Member of the Ohio House of Representatives from the 89th District
- In office September 30, 2015 – July 31, 2019
- Preceded by: Steve Kraus
- Succeeded by: Douglas Swearingen, Jr.

Personal details
- Born: April 28, 1954 (age 72) Port Clinton, Ohio
- Party: Republican

= Steve Arndt =

Republican representative

Steven Arndt (born April 28, 1954) is a former Republican representative for the 89th district of the Ohio House of Representatives. Arndt has run for various public offices since the 1970s. When Steve Kraus was convicted of a felony and forced to resign from office, Arndt was selected by the Ohio House Republican Caucus to replace him. He took office on September 30, 2015. Subsequently, Arndt was reelected in 2016.

==Political stances==

===Women's healthcare funding===
One of Arndt's first votes in the state legislature was on HB 294, which aimed to defund Planned Parenthood. He voted in favor of the bill, as did nearly every Republican in the chamber. In response to the vote, Minority Leader Fred Strahorn said, "Planned Parenthood provides low-cost preventative care to tens of thousands of women in Ohio. Defunding these effective and cost-efficient programs will put women and families in our underserved communities at risk."

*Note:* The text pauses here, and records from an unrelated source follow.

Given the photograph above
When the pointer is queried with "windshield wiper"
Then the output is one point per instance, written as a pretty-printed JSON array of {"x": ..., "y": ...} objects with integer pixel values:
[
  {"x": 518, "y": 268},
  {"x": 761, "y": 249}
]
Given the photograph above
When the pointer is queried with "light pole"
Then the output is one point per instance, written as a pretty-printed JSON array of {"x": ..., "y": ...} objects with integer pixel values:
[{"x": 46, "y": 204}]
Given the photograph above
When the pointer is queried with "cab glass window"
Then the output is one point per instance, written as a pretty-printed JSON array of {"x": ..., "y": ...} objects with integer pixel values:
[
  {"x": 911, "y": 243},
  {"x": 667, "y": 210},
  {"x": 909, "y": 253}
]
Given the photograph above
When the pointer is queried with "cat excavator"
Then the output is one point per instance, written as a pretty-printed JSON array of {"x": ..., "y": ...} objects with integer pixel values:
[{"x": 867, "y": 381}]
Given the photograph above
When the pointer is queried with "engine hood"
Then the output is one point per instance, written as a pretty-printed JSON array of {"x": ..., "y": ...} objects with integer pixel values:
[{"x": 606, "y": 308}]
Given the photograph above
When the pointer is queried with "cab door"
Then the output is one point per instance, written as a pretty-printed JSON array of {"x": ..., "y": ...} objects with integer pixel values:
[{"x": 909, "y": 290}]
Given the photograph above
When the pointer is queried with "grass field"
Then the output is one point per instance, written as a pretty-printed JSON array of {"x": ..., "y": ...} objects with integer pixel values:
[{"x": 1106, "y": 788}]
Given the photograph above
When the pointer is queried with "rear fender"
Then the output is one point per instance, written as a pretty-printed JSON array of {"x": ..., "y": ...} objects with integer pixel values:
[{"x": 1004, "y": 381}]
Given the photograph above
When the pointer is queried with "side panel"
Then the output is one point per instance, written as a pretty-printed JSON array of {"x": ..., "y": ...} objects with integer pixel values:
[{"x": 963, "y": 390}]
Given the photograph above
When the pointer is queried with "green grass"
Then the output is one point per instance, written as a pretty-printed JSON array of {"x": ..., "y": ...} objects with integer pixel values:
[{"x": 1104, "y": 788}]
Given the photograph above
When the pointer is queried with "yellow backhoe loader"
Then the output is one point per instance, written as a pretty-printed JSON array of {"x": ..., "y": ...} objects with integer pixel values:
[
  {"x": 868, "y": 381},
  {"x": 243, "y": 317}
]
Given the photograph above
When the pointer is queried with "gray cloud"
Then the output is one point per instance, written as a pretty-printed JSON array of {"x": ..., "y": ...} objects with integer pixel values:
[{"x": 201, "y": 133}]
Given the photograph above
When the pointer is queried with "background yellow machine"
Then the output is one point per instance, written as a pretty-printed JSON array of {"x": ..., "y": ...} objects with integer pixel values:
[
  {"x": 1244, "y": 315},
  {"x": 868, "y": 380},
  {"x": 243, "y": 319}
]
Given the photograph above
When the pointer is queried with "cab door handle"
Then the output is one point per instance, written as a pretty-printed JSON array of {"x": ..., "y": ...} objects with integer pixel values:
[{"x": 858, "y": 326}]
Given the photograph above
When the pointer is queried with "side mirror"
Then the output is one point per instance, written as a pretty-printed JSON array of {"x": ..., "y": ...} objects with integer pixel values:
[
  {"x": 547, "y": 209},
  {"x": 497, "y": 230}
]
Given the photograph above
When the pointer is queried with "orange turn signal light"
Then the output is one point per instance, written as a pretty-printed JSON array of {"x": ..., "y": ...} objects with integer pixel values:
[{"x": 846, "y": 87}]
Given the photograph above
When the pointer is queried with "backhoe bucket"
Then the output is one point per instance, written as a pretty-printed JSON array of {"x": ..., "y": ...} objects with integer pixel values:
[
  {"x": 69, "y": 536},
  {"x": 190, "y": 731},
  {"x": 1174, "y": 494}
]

===Public works projects===
Arndt voted in favor of "legislation to ban local hiring standards and restrict project labor agreements (PLAs) for public works projects." Debate around the issue at the time focused on the likelihood that the legislation would push jobs out of Ohio. "The Ohio Contractors Association and other backers of a ban say such quotas often make it harder for contractors to hire the best people... [Opponents of the bill] say the rules help keep money in the local economy and ensure that tax money goes to Ohio workers." In the end, the bill passed by just a 5 votes, making it one of the most closely contested proposals of the year.

===Gun control===
On November 17, 2015, Arndt voted in favor of "legislation that would allow concealed handguns to be taken into day-care centers, public buildings, airports outside security checkpoints, and publicly accessible areas of police stations... House Bill 48 passed 63-25 over vocal Democratic objections that no opponents of the bill were allowed to give floor speeches before House Speaker Cliff Rosenberger, a Clinton County Republican, called for a vote. Even without the speeches, though, there was little doubt that the measure would pass the GOP-dominated House once it was called to the floor."